A week ago, Science published a paper whose title says it all: "Genetic Signatures of Exceptional Longevity in Humans." The work identified a cluster of 150 genetic variants called single nucleotide polymorphisms (SNPs), single DNA bases, that appeared to have remarkable prognostic value. As a group, the SNPs helped predict whether 2322 people in the study were centenarians 77% of the time. (1055 were centenarians and 1267 were not.)
Within days of publication, controversy erupted. In a lengthy article posted on Newsweek, as well as blog posts, researchers expressed concerns about the paper. One potential problem cited by critics was that the authors used a relatively small sample size for the type of analysis conducted, a genome-wide association (GWA) scan of the genomes of centenarians and those who were younger. (To increase statistical power, many GWA studies use DNA from 10 times as many people or more.) Another concern was about the paper's technical accuracy—in particular, how a digital SNP chip called the 610 Illumina array might have given misleading results for some SNPs, in part because it was used more often on samples from centenarians than samples from controls.
Science Insider spoke with the paper's two lead authors this afternoon, Paola Sebastiani and Thomas Perls, both of Boston University.

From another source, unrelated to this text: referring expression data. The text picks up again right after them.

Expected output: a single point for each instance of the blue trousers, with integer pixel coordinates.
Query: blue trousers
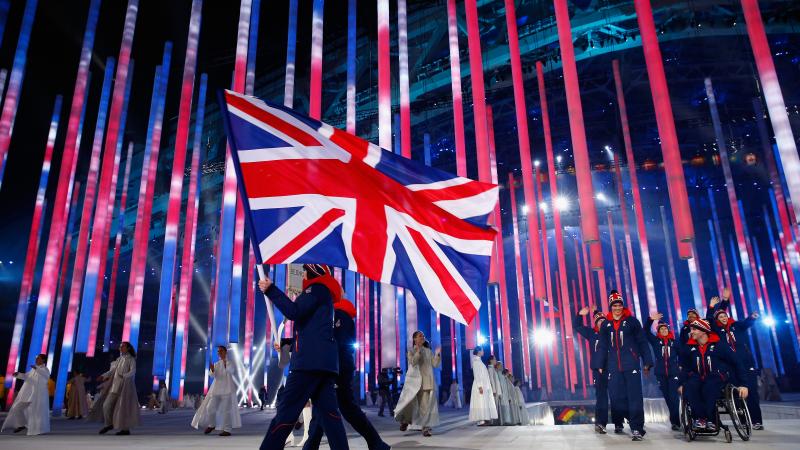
(702, 395)
(625, 390)
(350, 411)
(669, 389)
(300, 387)
(601, 398)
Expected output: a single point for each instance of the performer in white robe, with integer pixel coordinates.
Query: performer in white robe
(219, 408)
(418, 403)
(77, 408)
(503, 404)
(454, 401)
(121, 406)
(523, 407)
(163, 398)
(481, 404)
(31, 408)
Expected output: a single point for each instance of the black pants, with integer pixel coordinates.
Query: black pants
(669, 389)
(351, 412)
(300, 387)
(625, 390)
(387, 399)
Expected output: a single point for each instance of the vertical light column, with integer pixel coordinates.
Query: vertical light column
(522, 310)
(402, 66)
(524, 149)
(749, 271)
(58, 221)
(112, 286)
(315, 97)
(26, 287)
(291, 54)
(101, 223)
(552, 178)
(11, 101)
(175, 191)
(671, 264)
(638, 209)
(580, 151)
(774, 98)
(673, 166)
(91, 341)
(232, 220)
(603, 304)
(133, 307)
(190, 238)
(455, 85)
(252, 48)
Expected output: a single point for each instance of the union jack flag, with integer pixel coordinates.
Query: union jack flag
(317, 194)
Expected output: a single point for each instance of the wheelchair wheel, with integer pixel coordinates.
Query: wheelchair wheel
(740, 415)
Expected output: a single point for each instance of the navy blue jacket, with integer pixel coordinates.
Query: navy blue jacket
(622, 343)
(312, 312)
(735, 334)
(666, 352)
(594, 340)
(717, 361)
(344, 330)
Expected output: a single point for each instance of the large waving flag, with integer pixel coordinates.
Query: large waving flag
(316, 194)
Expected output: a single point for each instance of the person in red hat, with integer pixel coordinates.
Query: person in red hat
(667, 352)
(600, 380)
(344, 329)
(735, 334)
(315, 357)
(707, 365)
(623, 350)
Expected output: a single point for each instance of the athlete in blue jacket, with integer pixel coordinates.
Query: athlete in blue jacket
(667, 352)
(315, 357)
(623, 350)
(707, 365)
(600, 379)
(735, 334)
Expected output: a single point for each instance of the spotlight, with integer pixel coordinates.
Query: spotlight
(561, 203)
(542, 337)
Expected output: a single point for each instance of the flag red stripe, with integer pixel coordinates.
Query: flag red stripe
(306, 236)
(454, 291)
(295, 133)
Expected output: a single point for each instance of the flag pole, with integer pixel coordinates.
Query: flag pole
(248, 216)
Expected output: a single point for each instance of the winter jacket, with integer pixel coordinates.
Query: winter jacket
(622, 344)
(666, 352)
(715, 359)
(312, 312)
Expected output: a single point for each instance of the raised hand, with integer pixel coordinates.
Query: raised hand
(264, 284)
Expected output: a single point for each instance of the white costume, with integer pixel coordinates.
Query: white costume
(418, 403)
(219, 408)
(121, 406)
(455, 397)
(481, 404)
(31, 408)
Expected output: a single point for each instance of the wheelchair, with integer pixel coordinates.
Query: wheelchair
(729, 403)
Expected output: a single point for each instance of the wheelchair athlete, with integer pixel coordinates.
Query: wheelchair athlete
(707, 365)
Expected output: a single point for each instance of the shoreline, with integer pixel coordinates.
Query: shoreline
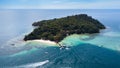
(43, 41)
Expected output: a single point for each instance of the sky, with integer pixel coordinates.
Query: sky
(59, 4)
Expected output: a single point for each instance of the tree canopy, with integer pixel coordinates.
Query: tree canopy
(57, 29)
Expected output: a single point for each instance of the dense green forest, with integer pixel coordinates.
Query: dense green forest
(58, 29)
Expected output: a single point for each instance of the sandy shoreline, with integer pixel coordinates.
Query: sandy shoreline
(44, 41)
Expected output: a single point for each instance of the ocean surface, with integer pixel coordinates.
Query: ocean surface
(83, 51)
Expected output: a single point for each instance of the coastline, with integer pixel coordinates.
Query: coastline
(43, 41)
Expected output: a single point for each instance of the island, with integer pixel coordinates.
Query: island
(58, 28)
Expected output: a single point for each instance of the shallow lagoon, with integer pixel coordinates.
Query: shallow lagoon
(83, 51)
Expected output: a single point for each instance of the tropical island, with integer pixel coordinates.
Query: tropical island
(58, 28)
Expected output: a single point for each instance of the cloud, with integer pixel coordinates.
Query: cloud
(65, 4)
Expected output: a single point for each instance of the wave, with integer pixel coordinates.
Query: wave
(33, 65)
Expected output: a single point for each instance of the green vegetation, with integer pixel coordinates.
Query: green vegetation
(57, 29)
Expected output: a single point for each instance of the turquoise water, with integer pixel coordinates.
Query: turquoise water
(83, 51)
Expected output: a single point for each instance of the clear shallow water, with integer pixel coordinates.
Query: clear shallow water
(84, 51)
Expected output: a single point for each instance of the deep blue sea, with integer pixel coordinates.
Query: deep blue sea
(83, 51)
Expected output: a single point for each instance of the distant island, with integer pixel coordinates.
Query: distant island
(57, 29)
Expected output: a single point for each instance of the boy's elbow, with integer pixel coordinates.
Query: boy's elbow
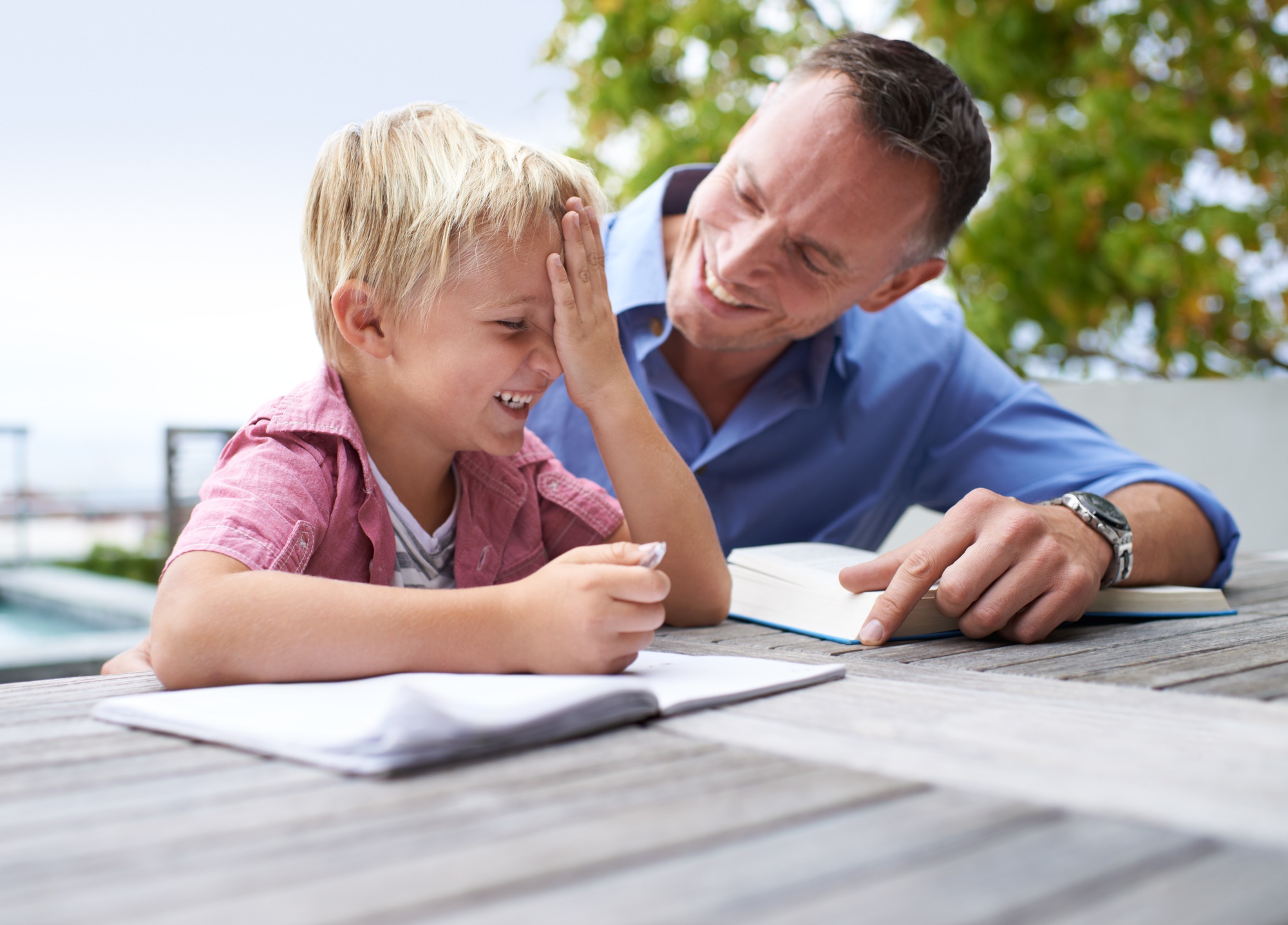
(181, 651)
(709, 611)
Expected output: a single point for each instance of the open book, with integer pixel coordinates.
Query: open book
(381, 724)
(794, 586)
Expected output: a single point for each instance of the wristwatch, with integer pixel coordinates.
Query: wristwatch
(1103, 517)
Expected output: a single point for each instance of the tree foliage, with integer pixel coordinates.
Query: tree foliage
(661, 83)
(1137, 216)
(1121, 126)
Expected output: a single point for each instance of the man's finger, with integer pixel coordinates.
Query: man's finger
(875, 575)
(1001, 601)
(967, 580)
(1039, 619)
(922, 568)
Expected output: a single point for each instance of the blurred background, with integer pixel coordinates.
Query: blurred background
(1130, 250)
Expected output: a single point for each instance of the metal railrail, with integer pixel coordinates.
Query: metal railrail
(178, 507)
(23, 491)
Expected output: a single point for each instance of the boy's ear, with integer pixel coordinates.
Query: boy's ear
(357, 315)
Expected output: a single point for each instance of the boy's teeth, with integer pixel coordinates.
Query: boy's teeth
(718, 290)
(513, 400)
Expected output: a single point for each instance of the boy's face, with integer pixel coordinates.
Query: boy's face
(469, 373)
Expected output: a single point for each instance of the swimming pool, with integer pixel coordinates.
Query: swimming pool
(57, 622)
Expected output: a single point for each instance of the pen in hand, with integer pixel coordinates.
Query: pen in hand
(654, 553)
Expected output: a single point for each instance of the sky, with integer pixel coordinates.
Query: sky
(154, 163)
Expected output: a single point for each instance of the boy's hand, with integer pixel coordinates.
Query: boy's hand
(585, 330)
(591, 611)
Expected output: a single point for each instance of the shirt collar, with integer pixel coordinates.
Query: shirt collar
(634, 259)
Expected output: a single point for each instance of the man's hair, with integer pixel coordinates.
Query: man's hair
(395, 203)
(915, 105)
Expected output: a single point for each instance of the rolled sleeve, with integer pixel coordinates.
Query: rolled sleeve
(575, 512)
(266, 505)
(994, 431)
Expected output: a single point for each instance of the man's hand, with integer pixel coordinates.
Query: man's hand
(591, 611)
(1003, 566)
(585, 333)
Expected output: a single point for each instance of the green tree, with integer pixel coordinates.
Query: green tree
(1115, 122)
(670, 82)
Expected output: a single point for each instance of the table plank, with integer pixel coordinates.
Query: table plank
(156, 828)
(1209, 764)
(369, 845)
(1232, 885)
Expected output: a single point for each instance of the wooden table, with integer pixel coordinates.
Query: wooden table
(1115, 773)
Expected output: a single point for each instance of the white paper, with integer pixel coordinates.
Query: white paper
(379, 724)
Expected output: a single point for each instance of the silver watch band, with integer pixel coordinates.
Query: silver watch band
(1120, 540)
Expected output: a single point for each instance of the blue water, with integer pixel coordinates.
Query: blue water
(25, 625)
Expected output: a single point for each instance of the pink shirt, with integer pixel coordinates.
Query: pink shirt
(294, 492)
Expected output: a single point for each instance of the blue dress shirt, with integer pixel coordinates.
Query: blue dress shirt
(851, 427)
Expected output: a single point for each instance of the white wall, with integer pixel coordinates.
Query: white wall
(1229, 436)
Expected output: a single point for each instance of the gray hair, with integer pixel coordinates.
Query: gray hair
(915, 105)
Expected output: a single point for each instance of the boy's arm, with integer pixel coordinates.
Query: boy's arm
(218, 622)
(659, 494)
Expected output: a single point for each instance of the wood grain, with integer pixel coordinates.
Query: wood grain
(1208, 764)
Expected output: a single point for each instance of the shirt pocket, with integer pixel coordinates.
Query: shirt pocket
(297, 552)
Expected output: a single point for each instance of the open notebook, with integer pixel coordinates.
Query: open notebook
(381, 724)
(794, 586)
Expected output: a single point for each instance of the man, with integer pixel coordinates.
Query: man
(771, 315)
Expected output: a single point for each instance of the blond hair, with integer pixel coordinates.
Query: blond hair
(395, 200)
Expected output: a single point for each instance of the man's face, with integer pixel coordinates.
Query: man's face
(804, 217)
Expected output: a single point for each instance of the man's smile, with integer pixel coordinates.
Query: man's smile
(714, 295)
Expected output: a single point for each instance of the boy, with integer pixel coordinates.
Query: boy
(445, 311)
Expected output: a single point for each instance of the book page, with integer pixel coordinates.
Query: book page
(683, 683)
(812, 565)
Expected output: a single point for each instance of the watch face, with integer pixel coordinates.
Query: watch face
(1104, 509)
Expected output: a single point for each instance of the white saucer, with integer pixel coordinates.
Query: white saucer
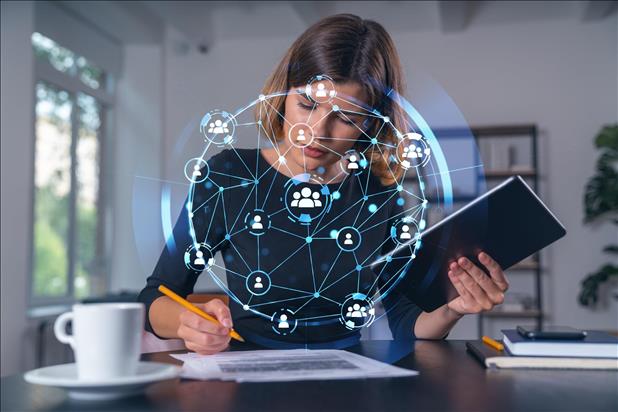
(65, 376)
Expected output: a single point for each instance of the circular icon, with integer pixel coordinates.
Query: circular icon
(258, 282)
(197, 170)
(300, 135)
(218, 127)
(306, 198)
(199, 257)
(284, 321)
(353, 162)
(357, 311)
(257, 222)
(321, 89)
(348, 239)
(404, 230)
(413, 151)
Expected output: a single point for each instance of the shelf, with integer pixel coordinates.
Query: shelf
(486, 131)
(492, 174)
(503, 314)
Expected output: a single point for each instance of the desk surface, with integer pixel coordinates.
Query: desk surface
(449, 380)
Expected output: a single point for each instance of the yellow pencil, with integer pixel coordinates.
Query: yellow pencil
(493, 343)
(188, 305)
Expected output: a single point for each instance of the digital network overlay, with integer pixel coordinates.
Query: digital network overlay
(307, 202)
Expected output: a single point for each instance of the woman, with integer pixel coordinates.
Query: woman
(308, 137)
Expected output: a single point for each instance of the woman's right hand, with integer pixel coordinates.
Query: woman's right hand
(203, 336)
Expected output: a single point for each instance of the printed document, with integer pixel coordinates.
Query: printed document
(286, 365)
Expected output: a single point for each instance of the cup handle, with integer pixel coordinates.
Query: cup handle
(60, 328)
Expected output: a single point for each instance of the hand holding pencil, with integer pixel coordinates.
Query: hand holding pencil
(205, 328)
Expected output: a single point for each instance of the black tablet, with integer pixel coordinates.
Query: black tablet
(509, 222)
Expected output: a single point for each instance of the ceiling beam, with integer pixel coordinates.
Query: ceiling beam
(598, 9)
(190, 18)
(456, 15)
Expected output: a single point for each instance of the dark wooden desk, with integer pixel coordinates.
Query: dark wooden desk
(449, 380)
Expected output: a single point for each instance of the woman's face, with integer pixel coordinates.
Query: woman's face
(316, 135)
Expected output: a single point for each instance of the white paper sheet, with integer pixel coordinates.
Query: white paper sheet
(286, 365)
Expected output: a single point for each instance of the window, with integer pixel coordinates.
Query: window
(68, 243)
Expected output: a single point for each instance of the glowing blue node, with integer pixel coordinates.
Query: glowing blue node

They are currently rechecking their data for accuracy. The conversation has been edited for brevity and clarity.
Q: What do you make of the controversy? Did you expect the paper to be controversial?
P.S.: To be honest, I expected this to be controversial for the type of analysis, and not for some issues with the data. There are very innovative ideas in the paper, … the idea of not really looking at the effect of individual SNPs, but the global effects of several SNPs, … the idea of looking at patterns rather than individual variants. I expected that to generate discussion.
Q: GWA studies usually focus on common diseases. Since centenarians are so rare, is GWA the right technique for studying them?
P.S.: I think one has to be careful about how we interpret the sample sizes. The power is not determined [only] by the sample size but also by the method you use.
T.P.: I think there's another couple of features that made the centenarians a particularly potent sample to perform this study with. We had evidence for quite some time that this [longevity] ran very strongly in families. … One of the problems with GWA [studies] … is that the phenotype can be very different among different people in the study. [Here], we have these very old individuals that [are more homogenous].
Our primary purpose in conducting this work was to understand the genetic basis of exceptional longevity. … It has nothing to do with trying to get a bunch of people to be 100 or older.
Q: Had you heard about problems with the 610 SNP chip that other researchers say they've experienced?
P.S.: Honestly, I didn't. However, we are taking this very seriously. I know of a lot of other studies that use this chip, so I was really surprised that it was such a major issue that you never heard about. It could be my fault. We are looking at this carefully; the [paper's] analysis can be rechecked.
Q: What kind of rechecking are you doing?
P.S.: We want to look at the results [and] how robust they are.
Q: How do you do that?
P.S.: We are working on this [now], so we prefer to discuss it once we're done. …
When you come out with a provocative paper, people are going to scrutinize it very carefully. … If concerns are raised, it is certainly very, very important for us to follow up on those concerns.
Q: How did the concerns come to your attention?
T.P.: It was via the media.
Q: In media reports, critics have said that if the SNP chip produced unreliable results, that could affect many of the variants you reported, but in a statement released yesterday, Science said only two of 150 the variants might be affected. Can you explain this discrepancy?
T.P.: Some concern has been raised about the technical validity of the SNPs and the chip, and so we are looking at the effect of that on these signatures. Until we've done the proper analysis, we really can't speak to what that is, and we've just asked people to be patient and let rigorous science take place. We should have the answer very soon.
Q: Would it have made sense to do this rechecking before the paper came out?
T.P.: If we had known about the problem, we certainly would have taken that into account.
P.S.: I think there are errors in every paper. This is part of the scientific debate--from errors, sometimes you can come up with very good ideas.
Q: Do you feel that the results in the paper are generally correct, that they'll hold up?
P.S.: We want to wait until all the analyses are done.
T.P.: That's one of the problems that we do not want to contribute to. There have been very premature and harmful proclamations about what the data show or don't show. I think people need to know that good science takes time, and while people are anxious to know and we completely understand that, we want to be able to do a thorough … analysis.
This is not going to take months or even weeks. We will have this available fairly soon to the editors of Science, and then they will do a very rigorous go-through … and make sure that scientists around the world will be satisfied with the analyses, whatever they show.
*This article has been modified to clarify how the 610 Illumina array may have produced misleading results.